I recently heard a story on NPR about how here, in the state I live in, midwives cannot legally deliver a baby without the presence of a licensed doctor. And, of course, doctors never do attend homebirths because of how afraid they are of malpractice lawsuits.
Learning this surprised me at first, but then it does make sense. The area we live in is rich with medical resources, but the flip side of course is that everything is just so medicalized. Still, this has not bothered us too much, since we have needed many different medical services at various points in the almost seven years we've been here, and we have been incredibly lucky to have such good resources and skilled doctors available.
But the news report did make me reflect on how different my children's two birth experiences were--for them, and for me as well. When pregnant with L. I flirted briefly with the idea of a homebirth, but my understanding of what it entailed didn't extend much past what I saw on the TLC show "A Baby Story." When it came down to it, both my husband and I decided fairly early on that we just didn't feel wholly comfortable with the idea of a homebirth (well, I didn’t feel wholly comfortable; my husband broke out in a cold sweat at the suggestion), but because there just wasn't a middle road available to us, we found ourselves having a completely antithetical experience--this, I suspect, happens to quite a few couples.
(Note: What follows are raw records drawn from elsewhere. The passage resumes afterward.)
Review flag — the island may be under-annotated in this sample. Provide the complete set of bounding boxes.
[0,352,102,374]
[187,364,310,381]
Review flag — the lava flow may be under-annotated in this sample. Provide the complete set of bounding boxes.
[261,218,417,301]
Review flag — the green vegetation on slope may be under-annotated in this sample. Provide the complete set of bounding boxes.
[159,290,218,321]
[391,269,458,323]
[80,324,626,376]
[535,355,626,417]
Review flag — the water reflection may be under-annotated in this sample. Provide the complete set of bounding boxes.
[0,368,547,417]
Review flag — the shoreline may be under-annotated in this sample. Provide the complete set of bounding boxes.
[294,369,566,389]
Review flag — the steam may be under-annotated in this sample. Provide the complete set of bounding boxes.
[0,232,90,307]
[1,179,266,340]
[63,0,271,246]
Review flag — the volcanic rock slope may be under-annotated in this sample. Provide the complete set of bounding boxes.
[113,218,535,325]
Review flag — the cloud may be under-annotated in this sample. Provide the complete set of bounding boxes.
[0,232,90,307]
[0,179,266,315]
My son was born at a huge teaching hospital affiliated with the university where we were graduate students. He was also born at the beginning of July--a month when, I was later to find out, the new interns rotated through the birthing center. From the minute we checked in to the minute we checked out we were constantly surrounded by medical staff. There were ten people present in the room when I got my epidural, craning their necks for a good view of the needle slipping into the space between my spinal column and lower back. Each night following my delivery, a steady stream of interns and doctors paraded through my room, turning on my bedside lights to poke and prod at me. L., who inhaled meconium at birth, spent three days in the hospital NICU, his little plastic bassinet right under a bank of lights, and a noisy air vent, and with a nasty IV line snaking out from his beautiful, rounded newborn head. Even our first attempts at nursing were carried out under the watchful eyes of several NICU nurses, who kept a stash of tiny formula bottles on the shelf right next to the glider, and who clucked with concern constantly at L.'s reluctance to latch on.
My daughter, however, was born in a different state, at a small community hospital (one that has since been swallowed up by a major giant of a hospital). No one bothered me at night at all while I recovered there. T. was with me throughout; the first sounds she heard were our voices, the first touches our hands, as we cradled her, swaddled her, and as she nursed, her little hands opening and closing against her cheeks.
It never ceases to strike me as fundamentally ironic that my first-born, who was and is always the high-needs child, who is so sensitive to all aspects of his environment and so easily thrown off-kilter by the presence of people around him, was born into such hospital world, and that for his first three days of his life he spent much time lying on his back, sucking his fingers, and squinting at the white glare around him, and at the endless circles of strange faces that came and went. And my daughter, our little social extrovert and charmer, the one who leaps with both feet into every new situation, was born at that sleepy little community hospital, where the nurses called me honey, and left us alone, she and I, to discover each other in the quiet of a sunlit room.
Maybe we are shaped more than we think by those first few precious minutes, or hours, or days after birth; maybe our beginnings are not so incidental, after all, but instead leave their imprint on us in ways we can’t imagine.